If a negligent property owner, dog owner, business, or driver injured you in Raynham, Massachusetts, you have the right to recover your medical costs, lost income, and pain and suffering — and Shea Culgin Law advances every dollar of case costs while we pursue it. With over 20 years in Bristol County injury law, Robert Shea and Joseph Culgin offer free consultations at 508-510-5107.
How Raynham Residents Get Hurt — and What the Law Says
Premises Liability Across the Retail Corridor
Raynham’s Route 44 and Route 138 commercial strips concentrate exactly the conditions that produce premises claims: high-turnover parking lots, supermarket and big-box floors, loading zones shared with pedestrians, and winter ice that store traffic polishes into a hazard. Massachusetts owners owe visitors reasonable care, and under the SJC’s *Papadopoulos v. Target Corp.* decision, that duty fully covers snow and ice — the old “natural accumulation” loophole is gone. Two cautions: snow-and-ice claims carry a 30-day written notice requirement, and defendants will argue you should have watched your step. Neither obstacle is fatal when the case is built promptly.
Falls Beyond the Stores
Rental housing with broken stairways, restaurants with greasy or wet floors, gyms, gas stations, and office buildings all generate fall claims. The legal question is always the same: did the person controlling the property act reasonably to find and fix the hazard, or warn about it?

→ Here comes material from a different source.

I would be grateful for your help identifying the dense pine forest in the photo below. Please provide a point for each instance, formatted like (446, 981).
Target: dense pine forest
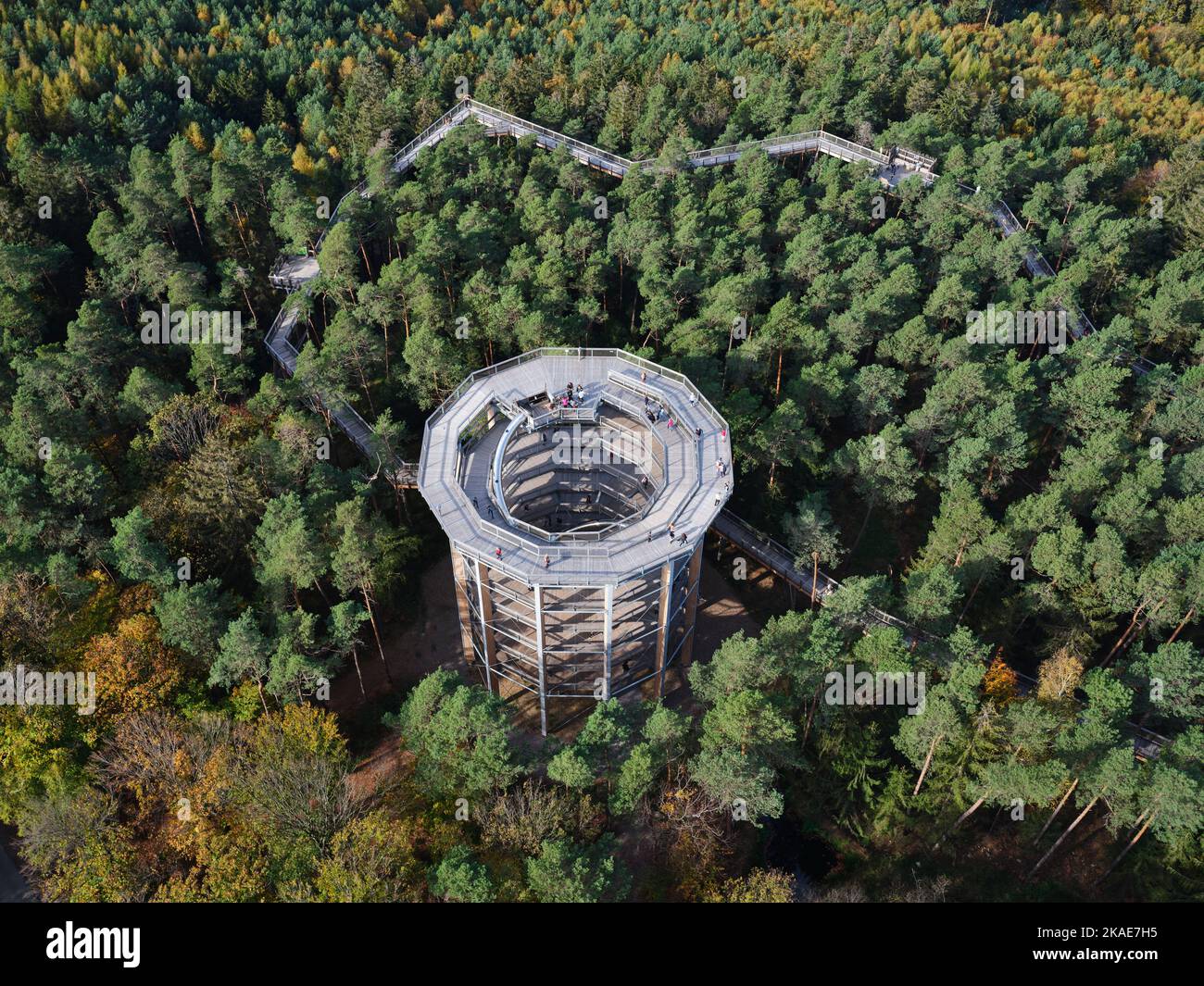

Dog Bite Liability Is Strict
Under G.L. c. 140, §155, a dog’s owner or keeper is liable for injuries the animal causes — full stop — unless the victim was trespassing or tormenting the dog. There is no “one free bite” in Massachusetts, no requirement to prove the owner’s negligence, and children under seven get a presumption that they did not provoke the animal. These claims typically resolve against homeowner’s insurance.
Wrongful Death
When negligence causes a death, G.L. c. 229, §2 gives the estate’s personal representative a claim for the decedent’s lost earnings and services, the family’s loss of care, companionship, and counsel, funeral costs, and punitive damages for gross negligence or malice. We handle these cases with the discretion and thoroughness they demand, typically in Bristol County Superior Court.
The Ground Rules: Fault, Deadlines, and Damages
Massachusetts comparative negligence (G.L. c. 231, §85) reduces — but does not eliminate — your recovery when you share fault, so long as your share stays at 50% or below. The statute of limitations (G.L. c. 260, §2A) runs three years from the injury, with the much shorter 30-day notice for snow-and-ice falls. Recoverable damages span all medical care, lost wages and earning capacity, out-of-pocket losses, and pain and suffering, uncapped in standard negligence cases.
Contingency Means No Risk to You
Our fee is a percentage of the recovery, paid only if we win. We front the costs — investigators, records, experts, filing fees. A Raynham family recovering from an injury should never have to choose between rent and a lawyer.
Call a Raynham Personal Injury Attorney Today
The best injury cases are built early, while the floor mat, the surveillance file, and the witness’s memory still exist. Call 508-510-5107 for a free case review. Crash injuries are covered on our Raynham car accident page, workplace injuries on our Raynham workers’ compensation page, and our full capabilities on the personal injury practice page.
Raynham Personal Injury FAQ
I slipped at a Route 44 supermarket and the manager filed an incident report. Is that enough?
It’s a start, but the store’s report serves the store. Photograph the hazard, get witness contacts, seek same-day medical care, and call us so we can demand preservation of the video before it cycles out.
What is my Raynham injury case worth?
Value turns on the severity and permanence of your injuries, your medical specials, your wage loss, the strength of liability, and the available insurance. Anyone quoting a number before reviewing your records is guessing. We value cases after the medical picture is clear — and we show our math.
The dog that bit me belongs to a neighbor and friend. Do I have to sue them personally?
Almost never in any practical sense. The claim is presented to their homeowner’s insurer, which hires the lawyers and pays the judgment or settlement. Most dog-bite cases resolve without a lawsuit and without the neighbor paying out of pocket.
Can I still recover if I was partly to blame for my fall?
Yes, if your share of fault is 50% or less; your award is reduced by your percentage. Don’t let an adjuster’s blame-shifting talk you out of a claim — allocation of fault is negotiable and, ultimately, a jury question.